Der Journalist gab weiter an, er habe Saraya letztes Jahr gebeten, die Zeitung vom Staat zu distanzieren, um ihre Glaubwürdigkeit zu bewahren. Die Auflage sei damals merklich gesunken und viele Leute hätten sich stattdessen über unabhängige Publikationen informiert. Saraya soll geantwortet haben: «Ich verstehe, aber dieser Mann ist unberührbar.» Dann zeigte er auf ein Porträt Mubaraks hinter seinem Schreibtisch und sagte: «Ich liebe ihn.» Laut der «Washington Post» ist das Porträt inzwischen aus seinem Büro verschwunden.

Polizisten halten sich selbst für Opfer

Auch die bei vielen Ägyptern verhasste Polizei ist nervös und hat sich angesichts der neuen Verhältnisse für die Flucht nach vorne entschieden. Am Montag veranstalteten sie eine eigene Kundgebung auf dem Tahrirplatz und skandierten «wir und das Volk gehören zusammen». Gegenüber der Nachrichtenagentur Reuters sagte der Polizist Mohammed Mestekawi: «Wir bitten die ägyptische Bevölkerung, uns nicht zu ächten.» Viele Beamte seien selbst Opfer des Systems gewesen und Korruption habe es nur in den oberen Rängen des Polizeiapparats gegeben.

Sehr glaubwürdig klingt das in den Ohren der Demonstranten freilich nicht. «Das sind Mitläufer, die wollen die Revolution für sich beanspruchen», rief der aufgebrachte Samah Hassan. Als die Polizisten ihre gefallenen Kollegen als Märtyrer der Revolution bezeichneten, drohte die Lage zu eskalieren. Die Armee musste einschreiten, um Zusammenstösse zu verhindern, berichtet die «Los Angeles Times». Eine Frau schrie: «Ihr seid Diebe und Mörder, geht nach Hause und lasst uns in Frieden.»

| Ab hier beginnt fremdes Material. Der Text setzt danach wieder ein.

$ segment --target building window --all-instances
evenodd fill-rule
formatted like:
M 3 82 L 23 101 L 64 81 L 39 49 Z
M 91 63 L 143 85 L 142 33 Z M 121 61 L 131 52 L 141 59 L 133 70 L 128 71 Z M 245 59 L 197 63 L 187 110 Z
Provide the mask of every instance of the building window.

Selbst an der ägyptischen Unterhaltungsmaschinerie geht die Zeitenwende nicht spurlos vorüber. Tamer Hosny, ein bekannter Popstar, hat einen Song zu Ehren der Revolution veröffentlicht. In den Tagen zuvor war er im Staatsfernsehen aufgetreten und hatte die Demonstranten gebeten, heimzugehen und die Krise in Ägypten zu beenden. Als er sich entschied, die Seiten zu wechseln und zum Tahrirplatz ging, vertrieben ihn die Demonstranten. Seine weinerliche Entschuldigung wurde auf YouTube zum Renner.